I starting lifting a little different and want to know if it’s from a good workout(s) or just bad sleep.
It’s normal for body to feel lethargic if consistently sleeping lower 7 hours a day.
However combined with lifting, this is a bad combination and is worse than bad sleeping ALONE in my opinion. Let alone the gains one makes he could be missing out on while body recovering.
Concur. Bad sleeping alone is always bad. Best to bad sleep with someone else.
Joking aside, sleep is a part of recovery. If you have less sleep, you have less recovery. However, you will still get bigger and stronger with poor sleep and training than you will with good sleep and no training.
I’m not sure I understand all of what you’re saying, but, if the problem is that schedule won’t allow for more than 7 hours of sleep, I’d say you should focus on sleep quality. Google sleep hygiene, but there are some easy steps you can take. For me:
Eat carbs are dinner
Don’t eat within a couple hours of bed
No phone within 20 minutes of bed
ZMA
Cool room
Dark (thick curtains)
Heavy (weight) blanket
I think a consistent schedule helps, but I don’t always have one. I come as close as I can.
Hiding? I don’t hide on purpose lol, shirt is obviously tight. And that looks more than 25% to you? When I get bf checked I make sure everything is let loose and tell them to grab as much as possible …
@Emcon456 I’m not following. What are you looking for here? Do you want to know if you feel like crap because you work out too much or do you want sleep tips or do you want to know if you should lose bodyfat? I don’t ask too insult; I think some clarity of what you want will help folks help you. Just clarifying what you want may tell you what to do anyway (always works for me).
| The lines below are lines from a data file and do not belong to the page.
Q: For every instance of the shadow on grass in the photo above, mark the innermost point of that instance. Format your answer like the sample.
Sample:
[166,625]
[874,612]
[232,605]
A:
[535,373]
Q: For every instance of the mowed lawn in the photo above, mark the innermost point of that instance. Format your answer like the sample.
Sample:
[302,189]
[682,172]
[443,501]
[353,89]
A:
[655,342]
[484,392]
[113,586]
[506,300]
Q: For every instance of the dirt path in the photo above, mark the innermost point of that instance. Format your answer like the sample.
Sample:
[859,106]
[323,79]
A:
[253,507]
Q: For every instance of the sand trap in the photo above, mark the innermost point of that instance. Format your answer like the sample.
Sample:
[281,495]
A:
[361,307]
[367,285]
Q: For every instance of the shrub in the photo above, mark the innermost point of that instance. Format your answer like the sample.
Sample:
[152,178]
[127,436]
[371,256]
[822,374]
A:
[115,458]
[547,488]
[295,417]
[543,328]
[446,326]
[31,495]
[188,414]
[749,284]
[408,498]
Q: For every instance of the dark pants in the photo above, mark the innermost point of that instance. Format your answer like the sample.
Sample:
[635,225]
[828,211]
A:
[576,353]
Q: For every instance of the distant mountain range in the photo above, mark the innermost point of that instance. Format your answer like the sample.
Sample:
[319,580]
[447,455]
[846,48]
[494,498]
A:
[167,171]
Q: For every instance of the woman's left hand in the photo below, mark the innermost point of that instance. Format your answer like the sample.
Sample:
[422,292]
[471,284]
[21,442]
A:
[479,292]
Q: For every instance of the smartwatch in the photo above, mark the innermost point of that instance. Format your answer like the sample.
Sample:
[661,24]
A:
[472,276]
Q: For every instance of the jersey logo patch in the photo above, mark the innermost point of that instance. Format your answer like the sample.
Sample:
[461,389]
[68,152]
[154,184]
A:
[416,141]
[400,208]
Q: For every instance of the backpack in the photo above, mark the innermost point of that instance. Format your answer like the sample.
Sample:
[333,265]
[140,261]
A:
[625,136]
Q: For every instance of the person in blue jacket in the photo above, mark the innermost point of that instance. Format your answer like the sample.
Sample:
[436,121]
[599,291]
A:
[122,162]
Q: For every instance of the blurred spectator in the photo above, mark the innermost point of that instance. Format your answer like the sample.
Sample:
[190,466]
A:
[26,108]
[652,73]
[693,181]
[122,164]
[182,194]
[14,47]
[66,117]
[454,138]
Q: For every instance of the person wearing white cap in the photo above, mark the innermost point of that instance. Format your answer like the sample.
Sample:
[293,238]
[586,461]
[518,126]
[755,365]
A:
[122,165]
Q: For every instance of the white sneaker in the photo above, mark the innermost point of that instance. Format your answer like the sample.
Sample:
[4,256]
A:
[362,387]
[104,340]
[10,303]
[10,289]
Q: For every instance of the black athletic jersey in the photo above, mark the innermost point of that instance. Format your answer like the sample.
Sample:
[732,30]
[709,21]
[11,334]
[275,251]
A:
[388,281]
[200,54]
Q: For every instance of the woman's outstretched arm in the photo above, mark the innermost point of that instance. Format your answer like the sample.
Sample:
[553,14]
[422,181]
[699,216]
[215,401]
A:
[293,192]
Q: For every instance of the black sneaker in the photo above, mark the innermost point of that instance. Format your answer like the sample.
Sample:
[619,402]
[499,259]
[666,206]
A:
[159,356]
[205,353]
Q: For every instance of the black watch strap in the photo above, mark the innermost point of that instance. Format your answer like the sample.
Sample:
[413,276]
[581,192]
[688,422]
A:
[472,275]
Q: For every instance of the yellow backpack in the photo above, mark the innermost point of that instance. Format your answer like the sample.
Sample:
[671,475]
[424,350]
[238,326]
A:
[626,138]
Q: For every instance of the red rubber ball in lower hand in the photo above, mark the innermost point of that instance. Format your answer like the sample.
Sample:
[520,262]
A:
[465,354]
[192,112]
I was basically asking if post-workout soreness is worsened when one doesn’t sleep well the following days. Sometimes I overanalyze the hell out of a post when I’m in some high mood at the gym lol
Poor hydration, new movements and accentuating negatives would be the biggest culprits to my mind. Poor sleep would barely crack the top 10 reasons. Particularly not if you classify “less than 7 hours” as poor sleep
Gotcha. So, yes. Not sleeping well will drastically impact your recovery. Extra soreness is a potential indicator you’ve not recovered. Ergo, we could reason you’ll experience more soreness than you normally would if your sleep isn’t up to par.